В его манере вести беседу была одна примечательная черта. При всей своей склонности ссылаться на классических авторов и упоминать об обычаях древности, он никогда не увлекался цитатами, хотя в памяти его хранилось бесчисленное их количество. Несмотря на то, что он вообще употреблял витиеватые старинные обороты речи, греческие или латинские слова от него можно было услышать лишь тогда, когда мы занимались нанизыванием стихов или же когда, поддавшись соблазну, он принимал вызов на состязание в учености от кого-либо, мнившего себя знатоком классиков. В подобных случаях он действительно извергал такой поток цитат и ссылок, что его сопернику оставалось только умолкнуть. Но в эти словопрения он вступал редко и не очень бурно радовался своей победе. Однако он очень любил, когда другие занимались цитированием, и я знал, что чем чаще буду приводить цитаты из классиков, тем большее удовольствие ему доставлю. Может быть, он считал, что человек, сознающий свою ученость, просто хвастается ею, когда произносит непонятные слова чужого языка, и потому избегал это делать.
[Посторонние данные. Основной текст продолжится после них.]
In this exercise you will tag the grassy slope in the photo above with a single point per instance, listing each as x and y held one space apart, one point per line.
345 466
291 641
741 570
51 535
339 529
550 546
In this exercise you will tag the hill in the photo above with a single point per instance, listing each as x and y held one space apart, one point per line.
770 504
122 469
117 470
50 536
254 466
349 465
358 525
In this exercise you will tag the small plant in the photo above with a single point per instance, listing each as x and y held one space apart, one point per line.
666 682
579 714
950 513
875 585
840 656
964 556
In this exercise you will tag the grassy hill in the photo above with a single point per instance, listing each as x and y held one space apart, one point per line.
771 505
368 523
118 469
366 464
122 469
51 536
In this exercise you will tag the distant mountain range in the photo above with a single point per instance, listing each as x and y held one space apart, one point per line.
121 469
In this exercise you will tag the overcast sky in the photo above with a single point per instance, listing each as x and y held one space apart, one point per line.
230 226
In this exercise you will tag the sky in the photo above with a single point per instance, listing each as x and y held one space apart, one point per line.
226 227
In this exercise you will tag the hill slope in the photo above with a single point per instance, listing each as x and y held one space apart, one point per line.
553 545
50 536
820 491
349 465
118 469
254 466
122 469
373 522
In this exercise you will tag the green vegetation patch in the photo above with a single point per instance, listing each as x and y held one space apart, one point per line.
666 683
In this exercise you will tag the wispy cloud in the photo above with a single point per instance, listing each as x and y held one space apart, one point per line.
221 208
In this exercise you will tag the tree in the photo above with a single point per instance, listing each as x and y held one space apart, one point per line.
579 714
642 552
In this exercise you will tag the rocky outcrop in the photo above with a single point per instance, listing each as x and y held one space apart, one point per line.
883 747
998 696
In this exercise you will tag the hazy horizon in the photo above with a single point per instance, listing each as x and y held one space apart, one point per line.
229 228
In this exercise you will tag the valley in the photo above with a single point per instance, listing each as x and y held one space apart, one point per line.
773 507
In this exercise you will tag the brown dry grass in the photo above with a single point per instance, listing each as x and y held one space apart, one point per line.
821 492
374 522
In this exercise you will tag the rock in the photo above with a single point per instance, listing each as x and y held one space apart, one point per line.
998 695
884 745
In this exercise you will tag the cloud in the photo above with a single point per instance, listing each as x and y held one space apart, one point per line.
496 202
И в то же время он с характерной для него невинной непоследовательностью не мог понять, что в самой витиеватости его речей или в тех занятиях, которым он посвящал досуги, можно усмотреть нечто, дающее право и его обвинить в педантстве.
И все же порою, когда он увлекался темой разговора, тон его речей и одушевлявшее их чувство делали его в подлинном смысле этого слова красноречивым. Благодаря же тому что по натуре он был человек действительно скромный и вместе с тем искренне восторженный, у тех, кто его слушал, не возникало впечатления напыщенности или аффектации, которое он мог бы на них произвести.
— У тебя здесь обиталище мирное и спокойное, — сказал я. — Даже в криках грачей, — а мне их всегда приятно слышать, — есть что-то убаюкивающее.
— Да, — ответил Клаттербак, — должен признать, что многое в этом уединенном месте успокоительно действует на мою душу. Я полагаю, что здесь мне легче предаваться созерцанию, которое по сути дела является и основной стихией моей умственной жизни и моей духовной пищей. И все же возможно, что в данном случае (как и во многих других) я сильно заблуждаюсь. Ибо, помнится мне, когда я единожды в своей жизни посетил Лондон, я имел обыкновение, внимая в своей комнате на Стрэнде[750]
дребезжанию стекол от шума колес и шагов на улице, усматривать в нем призыв моей душе поглубже осознать некую истину: истину, состоящую в том, что это шумное проявление людской суеты напоминает мне, как мало значения имеют для меня треволнения неуемного мира. И ощущение моего одиночества посреди толпы, шумящей где-то снаружи, заставляло меня еще более страстно стремиться к тому обществу, которое я находил внутри себя. Ибо, кажется, душа человеческая полна противоречий: пересаженная в почву, где всему окружающему суждено приносить определенные плоды, она, по какой-то непонятной извращенности, приносит нечто совсем иное. Может быть, ты не поверишь, достойный друг мой, но здесь, в уединении и затворничестве, я не всегда могу отвратить свои помыслы от этого шумного лондонского мира, который занимал их так мало, когда я там жил. Ты улыбаешься, друг мой, а тем не менее это правда. Если же ты примешь во внимание, что обитал я в западной части столицы, поблизости от величественного здания Сомерсет-хауз[751] и тем самым как раз в сердце того, что праздные люди именуют большим светом, то не удивишься этим случайным блужданиям моих помыслов.Тут достойный Клаттербак сделал паузу и слегка вздохнул.
— А разве ты не огородничаешь и не возделываешь свой сад? — спросил я. — Ведь это деятельность не низменная и для знатока классиков вполне подходящая.
— К сожалению, — ответил Клаттербак, — ни к тому, ни к другому у меня склонности нет. Только я попытаюсь нагнуться, как ощущаю в груди острую, пронзающую боль, дыхание становится прерывистым и затрудненным. Да и по правде сказать, не люблю я отрываться от своих книг и рукописей: с Плинием хожу я в его сад и с Вергилием — в его поля. Такие вот мысленные прогулки только мне и по сердцу. И когда я думаю о своем стремлении к умственному труду и нелюбви к физической деятельности, мною овладевает искушение гордиться свойствами, противоположными тем, которые Тацит восхваляет в своих суждениях о наших германских предках, и я сладостно влекусь к покою, в то время как они столь неистово пробуждались от своей лени.
Речь его прервал длительный приступ глубокого, сухого кашля, который поразил меня в самое сердце… «Увы! — подумал я, услышав, как он кашляет, и заметив на ввалившихся щеках моего друга лихорадочный румянец, — не один лишь ум его будет жертвой этого рокового увлечения книжной наукой».